In memory . . . Georgie Salter was posthumously appointed to the New Zealand Order of Merit for services to netball. PHOTO: SUPPLIED

The Southern Steel will look to honour one of the region’s most beloved netball figures on Sunday.

It will play the Northern Mystics for the newly established Georgie Salter Memorial Trophy in Invercargill.

Georgie, who died in November last year, was one of Otago’s greatest coaches and also coached the Auckland Diamonds in 2001 and 2002. Her memorial trophy will be played for once a year when the Steel and Mystics meet in the South.

“It’s a beautiful way to remember her. We as a whanau are always going to remember her obviously, but it’s nice for her wider netball whanau to have this as well. But, at the same time, she wouldn’t want all the fuss,” daughter Rihi Salter said.

Georgie’s niece and Steel coach Reinga Bloxham was eagerly anticipating the game.

“I feel like it’s an awesome way to celebrate the competitiveness, the passion, the love of the game that Georgie had for netball, her players and all the people she has been involved with in the netball world,” Bloxham said.

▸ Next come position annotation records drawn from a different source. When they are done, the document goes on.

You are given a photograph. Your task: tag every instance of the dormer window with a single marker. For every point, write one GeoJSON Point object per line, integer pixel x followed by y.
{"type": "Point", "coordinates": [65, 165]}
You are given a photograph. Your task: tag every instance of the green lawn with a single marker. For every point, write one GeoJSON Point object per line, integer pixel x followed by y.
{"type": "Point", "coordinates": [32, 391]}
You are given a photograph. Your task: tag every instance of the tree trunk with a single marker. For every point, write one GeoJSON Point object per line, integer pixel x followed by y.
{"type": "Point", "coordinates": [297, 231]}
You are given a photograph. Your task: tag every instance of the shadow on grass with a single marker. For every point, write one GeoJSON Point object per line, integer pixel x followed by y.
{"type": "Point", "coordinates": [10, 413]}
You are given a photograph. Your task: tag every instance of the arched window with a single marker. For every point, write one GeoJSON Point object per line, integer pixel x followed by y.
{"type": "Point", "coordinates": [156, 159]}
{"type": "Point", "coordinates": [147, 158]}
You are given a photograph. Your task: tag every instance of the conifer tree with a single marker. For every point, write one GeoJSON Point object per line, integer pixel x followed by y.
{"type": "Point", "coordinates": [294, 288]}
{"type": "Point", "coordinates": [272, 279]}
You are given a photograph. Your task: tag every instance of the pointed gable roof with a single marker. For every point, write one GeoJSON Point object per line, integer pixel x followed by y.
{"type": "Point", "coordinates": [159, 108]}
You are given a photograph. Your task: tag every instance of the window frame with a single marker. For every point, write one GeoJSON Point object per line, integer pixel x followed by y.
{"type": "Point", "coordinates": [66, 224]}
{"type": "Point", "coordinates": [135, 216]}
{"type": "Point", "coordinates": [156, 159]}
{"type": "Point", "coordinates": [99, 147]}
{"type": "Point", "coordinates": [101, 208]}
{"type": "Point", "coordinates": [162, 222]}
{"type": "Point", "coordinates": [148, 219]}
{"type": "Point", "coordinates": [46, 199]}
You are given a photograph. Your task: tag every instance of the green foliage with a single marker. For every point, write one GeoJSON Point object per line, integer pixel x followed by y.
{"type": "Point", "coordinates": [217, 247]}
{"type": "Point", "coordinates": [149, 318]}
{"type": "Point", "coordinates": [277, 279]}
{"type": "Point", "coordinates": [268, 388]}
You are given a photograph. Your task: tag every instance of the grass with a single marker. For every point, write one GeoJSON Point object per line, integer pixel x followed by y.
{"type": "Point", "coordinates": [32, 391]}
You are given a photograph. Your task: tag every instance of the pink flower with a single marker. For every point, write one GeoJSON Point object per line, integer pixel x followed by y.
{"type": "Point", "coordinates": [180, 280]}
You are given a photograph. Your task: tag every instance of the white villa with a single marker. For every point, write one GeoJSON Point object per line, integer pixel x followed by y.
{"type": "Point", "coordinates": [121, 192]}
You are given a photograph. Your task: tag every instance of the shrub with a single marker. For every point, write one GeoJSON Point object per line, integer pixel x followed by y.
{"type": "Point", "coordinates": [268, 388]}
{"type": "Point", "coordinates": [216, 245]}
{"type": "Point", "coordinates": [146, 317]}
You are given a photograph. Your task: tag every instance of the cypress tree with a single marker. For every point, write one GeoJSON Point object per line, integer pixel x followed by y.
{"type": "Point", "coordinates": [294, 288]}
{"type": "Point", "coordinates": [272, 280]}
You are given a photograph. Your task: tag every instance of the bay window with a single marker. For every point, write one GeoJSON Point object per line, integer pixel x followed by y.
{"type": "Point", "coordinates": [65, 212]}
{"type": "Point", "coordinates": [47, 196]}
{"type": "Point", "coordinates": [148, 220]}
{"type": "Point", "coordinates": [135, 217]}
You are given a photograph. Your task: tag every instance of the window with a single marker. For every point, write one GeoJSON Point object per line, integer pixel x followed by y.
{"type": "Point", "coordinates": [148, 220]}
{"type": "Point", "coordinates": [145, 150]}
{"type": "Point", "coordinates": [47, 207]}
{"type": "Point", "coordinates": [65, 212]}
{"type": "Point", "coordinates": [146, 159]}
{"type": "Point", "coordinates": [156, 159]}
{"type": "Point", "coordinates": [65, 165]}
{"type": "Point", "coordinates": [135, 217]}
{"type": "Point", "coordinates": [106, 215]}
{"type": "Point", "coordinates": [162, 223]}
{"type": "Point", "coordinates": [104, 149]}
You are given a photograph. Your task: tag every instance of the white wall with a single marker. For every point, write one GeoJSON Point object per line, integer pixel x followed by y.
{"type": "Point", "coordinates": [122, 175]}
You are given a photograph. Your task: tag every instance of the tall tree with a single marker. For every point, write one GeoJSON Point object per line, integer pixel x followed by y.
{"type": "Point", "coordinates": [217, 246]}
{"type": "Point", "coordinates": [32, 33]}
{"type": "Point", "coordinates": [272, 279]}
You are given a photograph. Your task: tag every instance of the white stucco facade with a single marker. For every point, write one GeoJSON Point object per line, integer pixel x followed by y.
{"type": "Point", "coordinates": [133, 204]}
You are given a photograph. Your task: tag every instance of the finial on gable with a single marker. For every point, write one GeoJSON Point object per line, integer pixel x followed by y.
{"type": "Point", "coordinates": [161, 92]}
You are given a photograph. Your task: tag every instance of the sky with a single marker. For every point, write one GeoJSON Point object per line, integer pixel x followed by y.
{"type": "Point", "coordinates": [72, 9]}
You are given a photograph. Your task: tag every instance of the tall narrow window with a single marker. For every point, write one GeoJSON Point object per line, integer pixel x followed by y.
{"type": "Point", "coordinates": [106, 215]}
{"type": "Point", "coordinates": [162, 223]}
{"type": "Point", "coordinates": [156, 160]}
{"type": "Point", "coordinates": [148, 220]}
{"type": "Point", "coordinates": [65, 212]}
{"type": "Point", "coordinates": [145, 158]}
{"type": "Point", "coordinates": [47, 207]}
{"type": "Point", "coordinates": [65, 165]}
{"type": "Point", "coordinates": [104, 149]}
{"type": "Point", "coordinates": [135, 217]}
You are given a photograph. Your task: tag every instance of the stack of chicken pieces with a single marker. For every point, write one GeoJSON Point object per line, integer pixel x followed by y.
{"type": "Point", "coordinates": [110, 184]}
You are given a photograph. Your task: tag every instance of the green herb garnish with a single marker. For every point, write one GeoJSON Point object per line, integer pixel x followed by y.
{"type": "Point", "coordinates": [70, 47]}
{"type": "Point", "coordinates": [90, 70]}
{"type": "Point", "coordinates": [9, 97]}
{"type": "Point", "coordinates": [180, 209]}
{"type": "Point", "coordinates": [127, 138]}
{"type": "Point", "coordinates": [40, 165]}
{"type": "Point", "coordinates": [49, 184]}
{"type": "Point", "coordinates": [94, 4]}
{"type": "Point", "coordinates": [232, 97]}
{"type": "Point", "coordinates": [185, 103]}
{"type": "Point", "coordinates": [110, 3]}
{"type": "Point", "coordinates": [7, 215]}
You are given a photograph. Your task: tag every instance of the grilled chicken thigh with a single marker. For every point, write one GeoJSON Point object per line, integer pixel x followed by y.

Georgie had always enjoyed the Gordon Hunter Memorial Trophy rugby games played between the Highlanders and the Blues.

“I think its special they have the same thing going on in their respective codes – they were great mates and had similar paths in sport but also had their lives cut tragically short,” Rihi said.

Mystics coach Helene Wilson said her team included three players who had worked closely with Salter at various stages in their netball career.

“While a staunchly proud southerner, Georgie was one of those true gems of netball whose passion for the game itself meant she was willing to share her knowledge far and wide to see the sport evolve.

“As a team, the Mystics are honoured to contest this trophy in her memory,” she said.

The Steel hosts all six ANZ Premiership teams for the Super Sunday event. The Steel and Mystics play at 4pm.

“There are people in every single franchise who are connected to Georgie in some way so it’s fantastic they are all there,” Rihi said.

The Waitaki Girls’ High School kapa haka group will perform and also stage a guard of honour for the two teams.

On Tuesday, Georgie’s family received her posthumous New Zealand Order of Merit for services to netball on her behalf at an investiture ceremony in Wellington.

For Georgie . . . Receiving the award on her behalf from the Governor-General, Dame Patsy Reddy (centre), are family members (from left) Tom Wolfenden, Arapera Salter, Naiomi Bloxham, David Salter, Cameron Schultz, Rihi Salter, Kara Tartonne and Benoit Tartonne. PHOTO: SUPPLIED

Rihi said her mother was told before she died she was going to receive the honour for her lifelong involvement with netball as a player, coach and administrator.

Tuesday’s investiture ceremony came at the end of a 10-day journey across the North Island for Georgie’s whanau.

In a convoy of campervans, they had travelled from Oamaru to Auckland together, stopping at four marae for kawe mate (carry the dead) ceremonies.

“It’s a process of taking your spirit home,” Rihi said.

A photo of Georgie was hung on a wall of each marae – Te Puke, Kahuranaki, Te Reinga and Maungapohatu.

The family will also travel to Invercargill on Sunday to watch the Southern Steel and Northern Mystics contest the inaugural Georgie Salter Memorial Trophy.

North Otago Netball is also paying tribute to Salter this weekend.

A minute’s silence will be held at junior and senior netball tomorrow, at 10am and then again at 12pm.